2. Surface preparation and marine coating performance, Graham Boaler and Malcom Morris (W & J Leigh & Co.)

The paper outlines two research projects, which compare coating performancein relation to:

1. Method of surface preparation, including mechanical preparation, dry gritblasting and Ultra High Pressure (UHP) water blasting @ 35000 psi;

2. Degree of Substrate salt contamination.

The results display significant trends in coating performance, after 3 years on a wet/dry cyclic test regime; with both dry and wet blasted substrates (which offer significant reductions in substrate salt levels to below 3.5µg/cm2) vastly out performing mechanical preparation, which gives virtually no reduction in salt contamination.

The second project using a clear epoxy laquer on artificially contaminated substrates (from zero to 32µg/cm2) demonstrated that the level of soluble salts on a steel substrate is directly proportional to the rate of corrosion cell development, using an accelerated test method of immersion @ 30°C and 3 bar pressure.

3. Life cycle costing for offshore structures, Kjell Haughland (Jotun-Henry Clark Ltd)

The speaker pointed out that material selection to avoid corrosion could following one of three routes, viz.

1. a fully corrosion resistant material requiring no maintenance

2. a corrodible material that would be regularly replaced

3. a material offering some measure of corrosion resistance together with a suitable protection system.

In many cases, the third approach was the only practical option but it was necessary to consider lifecycle costs of any protection system that might be applied. He then considered the various factors that would influence selection of a protective paint system.

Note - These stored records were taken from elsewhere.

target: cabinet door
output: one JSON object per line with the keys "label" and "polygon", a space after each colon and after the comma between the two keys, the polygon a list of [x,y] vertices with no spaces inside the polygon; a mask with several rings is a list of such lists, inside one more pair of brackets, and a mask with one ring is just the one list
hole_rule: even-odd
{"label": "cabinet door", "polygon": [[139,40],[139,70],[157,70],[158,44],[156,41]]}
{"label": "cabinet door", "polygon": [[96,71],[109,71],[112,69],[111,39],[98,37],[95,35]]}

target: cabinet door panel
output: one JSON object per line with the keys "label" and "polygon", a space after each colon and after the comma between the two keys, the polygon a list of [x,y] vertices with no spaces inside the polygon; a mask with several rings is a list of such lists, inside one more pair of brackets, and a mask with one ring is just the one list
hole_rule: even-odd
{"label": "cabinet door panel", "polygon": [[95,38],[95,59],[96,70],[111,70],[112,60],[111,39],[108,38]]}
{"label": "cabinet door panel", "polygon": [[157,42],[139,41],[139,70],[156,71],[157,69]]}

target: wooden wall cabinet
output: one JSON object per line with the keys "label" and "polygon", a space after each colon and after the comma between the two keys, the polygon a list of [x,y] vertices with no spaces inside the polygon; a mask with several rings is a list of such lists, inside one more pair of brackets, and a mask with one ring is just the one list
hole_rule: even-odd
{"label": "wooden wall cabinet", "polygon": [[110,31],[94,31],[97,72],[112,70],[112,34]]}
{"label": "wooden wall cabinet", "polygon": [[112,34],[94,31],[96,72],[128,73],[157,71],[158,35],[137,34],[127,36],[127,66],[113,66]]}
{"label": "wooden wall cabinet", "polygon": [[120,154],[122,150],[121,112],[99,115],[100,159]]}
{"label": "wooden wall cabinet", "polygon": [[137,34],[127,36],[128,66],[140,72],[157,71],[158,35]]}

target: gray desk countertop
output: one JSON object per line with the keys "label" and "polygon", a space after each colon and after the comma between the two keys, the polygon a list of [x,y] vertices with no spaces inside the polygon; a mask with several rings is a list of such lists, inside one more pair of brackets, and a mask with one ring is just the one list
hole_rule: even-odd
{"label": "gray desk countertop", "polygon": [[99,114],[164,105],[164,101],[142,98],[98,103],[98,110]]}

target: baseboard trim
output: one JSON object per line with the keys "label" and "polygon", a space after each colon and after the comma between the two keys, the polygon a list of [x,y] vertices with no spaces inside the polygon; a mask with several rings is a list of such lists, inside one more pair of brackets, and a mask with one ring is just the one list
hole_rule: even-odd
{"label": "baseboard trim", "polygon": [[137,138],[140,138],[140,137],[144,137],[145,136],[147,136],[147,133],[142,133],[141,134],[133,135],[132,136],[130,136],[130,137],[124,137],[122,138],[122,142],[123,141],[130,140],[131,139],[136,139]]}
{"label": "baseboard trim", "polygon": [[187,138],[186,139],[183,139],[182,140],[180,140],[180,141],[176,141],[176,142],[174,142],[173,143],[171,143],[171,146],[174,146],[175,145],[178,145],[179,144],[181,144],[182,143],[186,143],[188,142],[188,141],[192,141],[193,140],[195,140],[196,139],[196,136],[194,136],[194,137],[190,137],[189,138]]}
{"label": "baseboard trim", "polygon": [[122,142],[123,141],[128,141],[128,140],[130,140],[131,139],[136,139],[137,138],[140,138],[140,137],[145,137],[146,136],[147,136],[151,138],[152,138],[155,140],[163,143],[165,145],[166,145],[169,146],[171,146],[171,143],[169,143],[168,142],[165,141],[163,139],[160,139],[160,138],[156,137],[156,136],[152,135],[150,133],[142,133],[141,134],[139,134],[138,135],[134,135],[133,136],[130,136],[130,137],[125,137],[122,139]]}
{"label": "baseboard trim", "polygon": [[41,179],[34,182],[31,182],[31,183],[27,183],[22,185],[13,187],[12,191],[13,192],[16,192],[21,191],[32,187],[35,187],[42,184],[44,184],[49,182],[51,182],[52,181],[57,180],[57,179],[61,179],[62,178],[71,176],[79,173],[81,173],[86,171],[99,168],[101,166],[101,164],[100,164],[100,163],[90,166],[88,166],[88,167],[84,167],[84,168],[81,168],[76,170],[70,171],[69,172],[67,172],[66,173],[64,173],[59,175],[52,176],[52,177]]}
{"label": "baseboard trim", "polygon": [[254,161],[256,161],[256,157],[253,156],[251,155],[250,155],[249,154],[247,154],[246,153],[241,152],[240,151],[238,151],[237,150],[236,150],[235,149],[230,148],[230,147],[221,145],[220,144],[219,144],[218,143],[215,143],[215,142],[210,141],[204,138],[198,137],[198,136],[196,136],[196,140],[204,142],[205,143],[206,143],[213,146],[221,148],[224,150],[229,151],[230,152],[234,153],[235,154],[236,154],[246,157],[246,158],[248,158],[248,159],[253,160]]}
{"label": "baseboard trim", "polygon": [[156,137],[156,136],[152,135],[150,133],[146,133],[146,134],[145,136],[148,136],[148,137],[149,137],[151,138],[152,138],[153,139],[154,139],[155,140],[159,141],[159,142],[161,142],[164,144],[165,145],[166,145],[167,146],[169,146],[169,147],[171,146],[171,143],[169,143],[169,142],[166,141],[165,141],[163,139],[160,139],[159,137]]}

The first point made was the ease of maintenance: although a ship could be dry docked regularly for refurbishment this was much less possible with FPSOs and offshore structures. It was therefore necessary to give due attention to paint durability. The cost of paint per se would normally be less than 10% of the painting contract cost and less than 1% of the total project cost, but its failure could have significant financial consequences. Attention must be paid to the quality of application, and it was remarked that NORSOK N501 requires the applicator to be certified, as normally the case with welders for example, and it is further stipulated that some paints should be certified. When total costs are considered, it must be recognised that corrosion costs would increase at an increasing rate with time; however, the benefit of corrosion protection would be most marked by early action and careful specification and application.

When considering total costs, consideration was required of the expected design life, of the likely breakdown time of any paint system and associated maintenance frequency, and of the allowable end of life condition. Experience showed that most paint failures stemmed from poor workmanship during application, and that 80% of paint failures were reported in the first two years of service. The different paint systems available displayed various characteristics: although epoxy systems gave good corrosion protection, they would not necessarily be as "self-protective/healing" if broken as would be a zinc silicate type, while a heavy glass flake paint system could well give a longer life than others but would not necessarily represent the cheapest option for a given application.